Virtual Learning Model: A Rapid Transition

As the summer progressed and shelter in place orders were lifted in the state, case numbers in New Mexico spiked sharply in July, causing concern that we could be facing a second wave of COVID-19. Schools were directed to review their opening plans to start the school day in an entirely virtual setting with an eventual, gradual phase-in of students returning to campus after Labor Day.

While Taos Academy students would continue in their core digital curriculum as usual, the phased transition to our hybrid learning model would see younger students (fifth and sixth graders) returning to campus in their small group settings, followed by seventh and eighth grades two weeks later and eventually transitioning our high schoolers from at-home to on-campus, small-group learning. Thus, our virtual model needed to be both more rigorous than our emergency remote teaching in the spring and also more flexible to follow the gradual release guidelines.

In this virtual model, we worked to move the basic building blocks of instruction to the cloud: Students meet in real time with their Advisory and 21st-century classes on their regular days. Our Enrichment block was reconfigured to focus on individual support. During this time, content teachers are conducting one-on-one or small group mini-lessons or remediation using the data from student’s assignment and quiz scores to gauge where they need support. Our “Homework Hotlines” remained in place as an on-demand support for at-home learning and for working families; in addition, we added a Family Outreach team to ensure that all families receive direct communication by phone prior to the start of school and during our orientation weeks.

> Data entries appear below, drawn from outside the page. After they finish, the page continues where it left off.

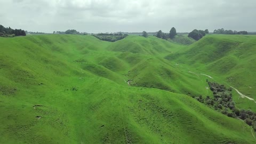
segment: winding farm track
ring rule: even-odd
[[[237,89],[235,89],[234,87],[232,87],[230,86],[230,87],[234,89],[235,90],[236,90],[236,91],[239,94],[239,95],[240,95],[240,96],[241,97],[241,98],[247,98],[248,99],[250,100],[253,100],[254,101],[255,103],[256,103],[256,101],[255,101],[254,99],[253,99],[253,98],[251,98],[250,97],[247,97],[246,95],[243,94],[243,93],[242,93],[241,92],[240,92],[238,90],[237,90]]]
[[[213,77],[211,77],[211,76],[209,76],[209,75],[205,75],[205,74],[200,74],[200,75],[204,75],[204,76],[207,76],[207,77],[210,77],[210,78],[211,78],[213,79]]]
[[[193,73],[192,71],[188,71],[188,73],[192,73],[192,74],[195,74],[195,75],[197,75],[196,73]],[[212,78],[213,79],[213,78],[209,75],[205,75],[205,74],[200,74],[201,75],[204,75],[204,76],[207,76],[209,77],[209,78]],[[247,98],[248,99],[250,100],[253,100],[255,103],[256,103],[256,101],[254,100],[254,99],[253,99],[253,98],[250,98],[249,97],[247,97],[246,95],[243,94],[243,93],[242,93],[241,92],[240,92],[238,90],[237,90],[237,89],[235,89],[235,87],[233,87],[233,86],[231,86],[230,87],[234,89],[235,90],[236,90],[236,91],[239,94],[239,95],[240,95],[240,96],[241,97],[241,98]]]

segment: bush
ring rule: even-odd
[[[246,124],[249,125],[252,125],[252,123],[253,123],[253,121],[252,121],[250,118],[247,118],[245,119],[245,123],[246,123]]]

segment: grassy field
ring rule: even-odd
[[[212,95],[205,74],[254,98],[255,38],[0,37],[0,143],[255,143],[244,122],[190,96]]]

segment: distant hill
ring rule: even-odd
[[[255,143],[245,122],[192,97],[213,97],[206,79],[253,94],[254,42],[0,37],[0,143]]]

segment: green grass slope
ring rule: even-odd
[[[0,38],[0,143],[255,143],[243,122],[189,96],[159,90],[206,93],[205,79],[163,58],[182,46],[143,38]],[[152,41],[162,49],[113,51],[119,47],[116,43],[128,40],[138,45]],[[131,78],[154,86],[129,86]]]
[[[254,36],[210,35],[165,58],[204,71],[256,99],[255,53]],[[256,110],[253,101],[238,100],[236,94],[241,108]]]

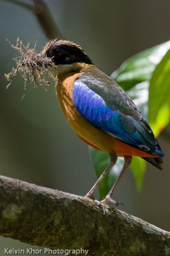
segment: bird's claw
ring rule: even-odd
[[[111,204],[113,204],[114,205],[116,205],[116,206],[122,205],[123,205],[124,207],[125,207],[125,205],[123,203],[122,203],[120,202],[115,201],[110,196],[106,196],[105,197],[105,198],[101,201],[101,203],[104,204],[108,204],[109,202],[111,202]]]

Sample Virtual Learning Schedule

(M/W are synchronous learning days; T/TH/F are at-home learning days with virtual supports)

Wrap-Around Programming

From our parent and student feedback so far, the virtual learning model seems to be working. Engagement over the spring remained high; we retained engagement from 100 percent of students and families and over 25 percent of our students participated in our virtual summer school program. Families say they appreciate both the “sticky factor” of having some required synchronous classes, but also the flexibility and independence that lets students complete their work when convenient for them. For working families, especially, this flexibility has been key during our virtual start to the school year, as they are often juggling work away from home, multiple students/devices, time on the internet and available bandwidth, and/or are working from in the home themselves.

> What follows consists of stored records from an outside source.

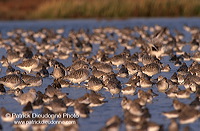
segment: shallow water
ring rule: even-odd
[[[173,31],[174,29],[177,29],[185,34],[185,41],[190,41],[190,35],[184,31],[183,25],[188,26],[197,26],[200,27],[200,19],[199,18],[140,18],[140,19],[127,19],[127,20],[58,20],[58,21],[1,21],[0,22],[0,30],[2,33],[2,36],[6,38],[6,32],[11,31],[13,29],[22,28],[24,30],[34,30],[37,31],[41,28],[49,28],[49,29],[58,29],[58,28],[64,28],[64,36],[68,35],[68,32],[71,29],[78,30],[80,28],[84,29],[93,29],[97,27],[106,27],[106,26],[112,26],[117,28],[124,28],[124,27],[134,27],[134,26],[154,26],[154,25],[161,25],[166,26],[170,29],[170,31]],[[95,53],[97,51],[97,47],[93,49],[93,52]],[[123,50],[123,48],[119,48],[116,53],[120,53]],[[183,48],[184,51],[190,52],[187,47]],[[134,53],[137,51],[136,49],[132,49],[131,53]],[[5,49],[0,49],[0,58],[2,55],[5,55]],[[68,60],[60,60],[65,66],[70,66],[71,58],[68,58]],[[157,78],[159,75],[163,75],[167,78],[170,78],[171,75],[178,69],[178,67],[174,66],[173,63],[169,62],[169,57],[166,56],[162,59],[162,62],[164,64],[169,64],[171,67],[171,71],[169,73],[159,73],[154,76],[154,78]],[[190,65],[192,61],[187,61],[186,64]],[[0,76],[5,75],[5,67],[1,67],[2,72],[0,73]],[[122,83],[126,82],[126,79],[120,79]],[[36,90],[40,90],[44,92],[44,89],[47,87],[49,83],[52,83],[53,78],[44,78],[44,83],[42,87],[36,88]],[[25,88],[24,92],[27,92],[30,88]],[[165,116],[163,116],[161,113],[163,111],[170,111],[173,110],[172,107],[172,100],[168,98],[164,93],[159,93],[155,86],[153,86],[153,90],[159,94],[159,96],[155,97],[153,99],[153,103],[147,104],[146,107],[149,109],[151,113],[151,121],[156,122],[158,124],[164,125],[164,129],[167,130],[167,126],[170,123],[170,120],[167,119]],[[80,96],[83,96],[87,90],[84,88],[63,88],[63,92],[69,93],[69,98],[78,98]],[[94,111],[90,114],[89,118],[80,118],[78,123],[80,125],[81,131],[86,130],[99,130],[104,125],[107,119],[112,117],[113,115],[118,115],[121,119],[123,119],[123,110],[121,108],[121,100],[122,98],[111,98],[111,95],[109,92],[105,92],[105,90],[101,90],[100,93],[103,94],[103,96],[106,97],[106,100],[108,103],[105,103],[104,105],[100,107],[93,108]],[[1,95],[0,96],[0,106],[6,107],[11,112],[20,113],[22,111],[22,106],[15,101],[12,95]],[[135,99],[137,96],[127,96],[129,99]],[[190,103],[192,100],[194,100],[195,94],[191,95],[190,99],[180,99],[181,102],[184,103]],[[69,113],[73,112],[73,109],[68,109]],[[37,112],[37,111],[36,111]],[[11,123],[4,123],[1,121],[1,124],[3,125],[3,129],[6,130],[12,130],[10,127]],[[200,119],[195,121],[192,124],[188,124],[192,130],[198,130],[200,128]],[[181,125],[181,129],[184,128],[187,125]],[[121,125],[120,130],[125,130],[124,124]]]

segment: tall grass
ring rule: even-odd
[[[200,16],[200,0],[52,0],[31,18]]]
[[[200,0],[0,0],[0,19],[200,16]]]

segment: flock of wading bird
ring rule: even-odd
[[[0,60],[1,69],[6,73],[0,78],[0,98],[11,95],[23,106],[23,114],[31,114],[34,110],[40,110],[41,114],[67,113],[68,107],[73,107],[74,113],[81,118],[89,117],[95,108],[107,104],[110,98],[120,99],[123,117],[111,117],[100,130],[119,130],[122,123],[128,131],[177,131],[182,124],[187,124],[184,129],[189,130],[188,124],[200,118],[200,28],[183,28],[191,34],[189,42],[184,41],[185,36],[180,31],[171,33],[159,25],[71,30],[67,37],[63,35],[64,29],[15,29],[7,32],[7,37],[0,39],[0,47],[6,50]],[[184,51],[185,46],[190,48],[189,51]],[[94,47],[98,47],[96,52]],[[162,62],[163,58],[168,60]],[[177,69],[172,70],[172,66]],[[172,72],[172,75],[167,78],[161,75],[162,72]],[[44,87],[43,79],[47,78],[51,78],[52,83]],[[24,93],[23,89],[27,87],[29,91]],[[69,87],[90,91],[72,99],[62,91],[62,88]],[[36,91],[38,88],[45,88],[45,91]],[[105,101],[105,91],[111,94],[107,95],[108,101]],[[173,99],[174,109],[162,113],[171,120],[165,128],[151,120],[146,107],[161,93]],[[195,99],[191,99],[189,104],[180,102],[192,94]],[[136,95],[137,98],[131,100],[127,95]],[[16,120],[6,116],[11,112],[3,104],[0,113],[2,123]],[[51,118],[18,120],[50,121]],[[75,121],[76,124],[57,124],[48,130],[81,129],[78,118],[59,120]],[[12,126],[16,130],[48,128],[48,124],[13,123]]]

Taos Academy Charter School’s unique model has been shown over the past 12 years to improve student outcomes across measures, such as student grade-level proficiency, student growth towards mastery, career and college readiness and graduation rate; however maintaining these high standards across all learning models is a challenge. It is our hope that by creating our remote, virtual, and hybrid plans from the flexible base of our original blended model that learning remains continuous and that the educational experience remains consistent for our students and families as we work together to not just survive but thrive in this unprecedented school year.